Disable interprocedural optimizations between the function with this attribute and its callers, as if the body of the function is not available when optimizing callers and the callers are unavailable when optimizing the body. This attribute implies noinline, noclone and no_icf attributes. However, this attribute is not equivalent to a combination of other attributes, because its purpose is to suppress existing and future optimizations employing interprocedural analysis, including those that do not have an attribute suitable for disabling them individually. This attribute is supported mainly for the purpose of testing the compiler.

nonnull
nonnull (arg-index, )

The nonnull attribute may be applied to a function that takes at least one argument of a pointer type. It indicates that the referenced arguments must be non-null pointers.
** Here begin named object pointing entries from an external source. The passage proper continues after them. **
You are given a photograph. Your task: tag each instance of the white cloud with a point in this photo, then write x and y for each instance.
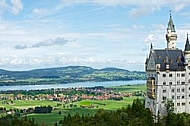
(16, 7)
(40, 12)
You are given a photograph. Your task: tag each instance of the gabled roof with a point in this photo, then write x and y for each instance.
(174, 58)
(187, 46)
(171, 26)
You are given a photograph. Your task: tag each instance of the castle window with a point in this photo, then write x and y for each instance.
(183, 83)
(182, 97)
(164, 98)
(170, 61)
(164, 91)
(178, 90)
(172, 89)
(173, 97)
(170, 83)
(183, 75)
(178, 82)
(170, 75)
(178, 60)
(183, 90)
(164, 75)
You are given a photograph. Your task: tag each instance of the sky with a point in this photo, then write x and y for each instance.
(37, 34)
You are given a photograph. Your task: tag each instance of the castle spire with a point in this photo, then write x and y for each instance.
(171, 26)
(187, 46)
(171, 36)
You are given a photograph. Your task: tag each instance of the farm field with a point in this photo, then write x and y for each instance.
(58, 114)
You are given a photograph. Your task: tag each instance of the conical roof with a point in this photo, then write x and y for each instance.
(171, 26)
(187, 46)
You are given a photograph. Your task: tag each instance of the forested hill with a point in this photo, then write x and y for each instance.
(68, 74)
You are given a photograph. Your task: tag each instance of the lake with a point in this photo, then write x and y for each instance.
(79, 84)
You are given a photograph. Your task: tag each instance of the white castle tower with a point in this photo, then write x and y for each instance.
(168, 75)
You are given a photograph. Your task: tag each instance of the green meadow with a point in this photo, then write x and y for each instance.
(55, 116)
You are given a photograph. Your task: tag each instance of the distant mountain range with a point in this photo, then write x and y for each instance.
(67, 75)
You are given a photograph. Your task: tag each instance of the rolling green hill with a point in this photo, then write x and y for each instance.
(67, 74)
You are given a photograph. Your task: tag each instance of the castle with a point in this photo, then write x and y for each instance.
(168, 75)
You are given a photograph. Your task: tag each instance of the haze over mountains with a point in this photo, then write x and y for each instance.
(68, 74)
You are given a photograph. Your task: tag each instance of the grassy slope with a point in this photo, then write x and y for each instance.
(49, 119)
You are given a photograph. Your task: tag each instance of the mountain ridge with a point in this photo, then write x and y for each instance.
(68, 74)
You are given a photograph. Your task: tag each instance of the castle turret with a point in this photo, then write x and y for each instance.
(171, 36)
(187, 51)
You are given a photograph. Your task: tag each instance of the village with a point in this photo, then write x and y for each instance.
(67, 95)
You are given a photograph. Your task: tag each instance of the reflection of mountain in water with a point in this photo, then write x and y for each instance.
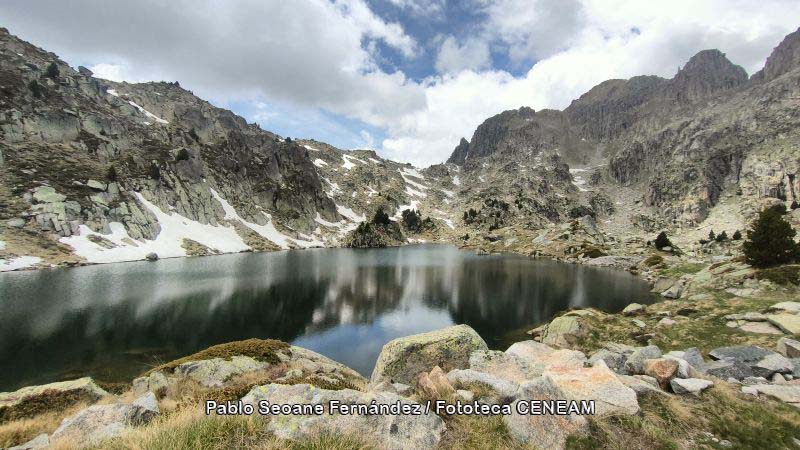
(111, 321)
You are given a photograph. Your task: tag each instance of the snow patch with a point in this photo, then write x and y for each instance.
(147, 113)
(20, 262)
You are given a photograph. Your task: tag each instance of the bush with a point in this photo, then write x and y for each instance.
(183, 155)
(770, 240)
(52, 71)
(381, 218)
(662, 241)
(35, 88)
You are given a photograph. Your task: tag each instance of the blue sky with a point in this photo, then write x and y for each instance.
(408, 78)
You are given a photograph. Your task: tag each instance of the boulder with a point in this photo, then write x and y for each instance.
(788, 323)
(497, 390)
(635, 362)
(402, 359)
(692, 386)
(39, 442)
(596, 383)
(562, 331)
(633, 309)
(100, 422)
(390, 431)
(725, 369)
(662, 369)
(435, 384)
(789, 347)
(18, 403)
(547, 430)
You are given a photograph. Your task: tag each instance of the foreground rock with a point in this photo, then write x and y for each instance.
(100, 422)
(32, 400)
(402, 359)
(391, 431)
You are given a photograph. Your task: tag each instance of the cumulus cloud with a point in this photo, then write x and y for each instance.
(454, 57)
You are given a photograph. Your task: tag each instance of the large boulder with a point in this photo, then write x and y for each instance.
(596, 383)
(33, 400)
(402, 359)
(100, 422)
(391, 431)
(547, 430)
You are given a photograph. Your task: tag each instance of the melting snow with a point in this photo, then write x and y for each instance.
(147, 113)
(18, 263)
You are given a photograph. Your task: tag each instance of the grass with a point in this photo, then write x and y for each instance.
(265, 350)
(672, 422)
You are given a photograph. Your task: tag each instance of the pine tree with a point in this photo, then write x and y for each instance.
(770, 240)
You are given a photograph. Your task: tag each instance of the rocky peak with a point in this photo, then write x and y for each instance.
(707, 72)
(784, 58)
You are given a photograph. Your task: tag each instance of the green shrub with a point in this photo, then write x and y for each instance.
(770, 240)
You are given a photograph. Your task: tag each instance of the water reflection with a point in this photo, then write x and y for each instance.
(113, 321)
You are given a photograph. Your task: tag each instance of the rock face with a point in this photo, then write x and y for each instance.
(391, 431)
(402, 359)
(23, 402)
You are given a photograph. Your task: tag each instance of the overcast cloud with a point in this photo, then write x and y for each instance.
(334, 69)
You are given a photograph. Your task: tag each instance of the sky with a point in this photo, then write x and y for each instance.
(407, 78)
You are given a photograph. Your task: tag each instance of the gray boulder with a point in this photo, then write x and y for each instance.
(402, 359)
(391, 431)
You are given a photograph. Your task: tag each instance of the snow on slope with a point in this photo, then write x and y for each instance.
(18, 263)
(174, 228)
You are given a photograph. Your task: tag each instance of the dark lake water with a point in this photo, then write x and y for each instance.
(114, 321)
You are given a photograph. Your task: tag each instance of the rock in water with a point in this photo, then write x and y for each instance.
(390, 431)
(402, 359)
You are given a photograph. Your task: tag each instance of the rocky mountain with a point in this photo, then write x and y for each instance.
(97, 171)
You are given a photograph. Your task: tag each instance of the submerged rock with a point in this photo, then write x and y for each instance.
(402, 359)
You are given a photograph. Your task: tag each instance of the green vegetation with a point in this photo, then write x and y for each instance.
(259, 349)
(770, 240)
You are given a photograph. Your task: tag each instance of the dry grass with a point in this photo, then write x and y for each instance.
(264, 350)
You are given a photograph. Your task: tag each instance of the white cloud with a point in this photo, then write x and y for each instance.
(618, 39)
(473, 55)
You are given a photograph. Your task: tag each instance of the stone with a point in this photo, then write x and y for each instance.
(82, 389)
(662, 369)
(596, 383)
(562, 331)
(760, 328)
(666, 322)
(692, 386)
(501, 391)
(789, 347)
(435, 384)
(402, 359)
(788, 323)
(788, 307)
(39, 442)
(155, 382)
(96, 185)
(633, 309)
(771, 364)
(635, 362)
(508, 366)
(725, 369)
(390, 431)
(216, 371)
(547, 430)
(100, 422)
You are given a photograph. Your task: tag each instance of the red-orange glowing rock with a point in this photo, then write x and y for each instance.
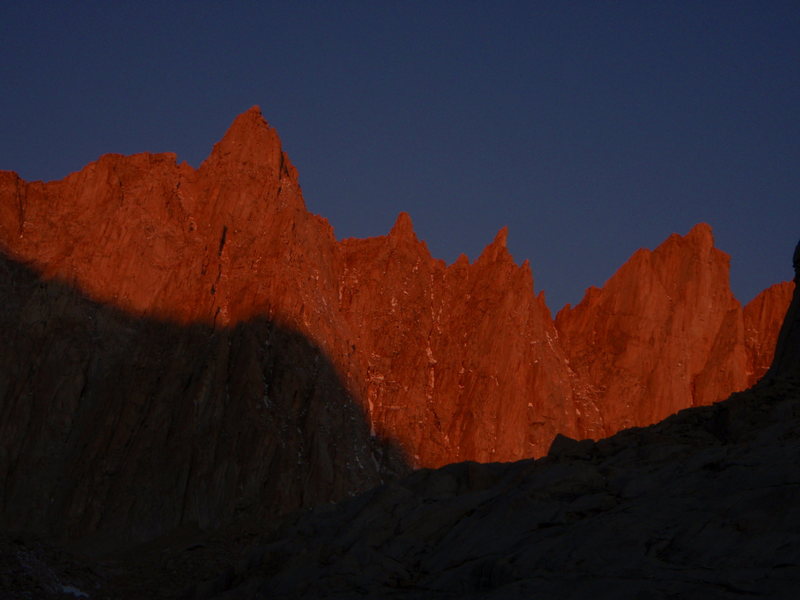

For instance, the declaration:

extern void *
my_memcpy (void *dest, const void *src, size_t len)
        __attribute__((nonnull (1, 2)));

informs the compiler that, in calls to my_memcpy, arguments dest and src must be non-null.

The attribute has an effect both on functions calls and function definitions.

For function calls:

For function definitions:

  • If the compiler determines that a function parameter that is marked with nonnull is compared with null, and -Wnonnull-compare option is enabled, a warning is issued. See Warning Options.
  • The compiler may also perform optimizations based on the knowledge that nonnull parameters cannot be null. This can currently not be disabled other than by removing the nonnull attribute.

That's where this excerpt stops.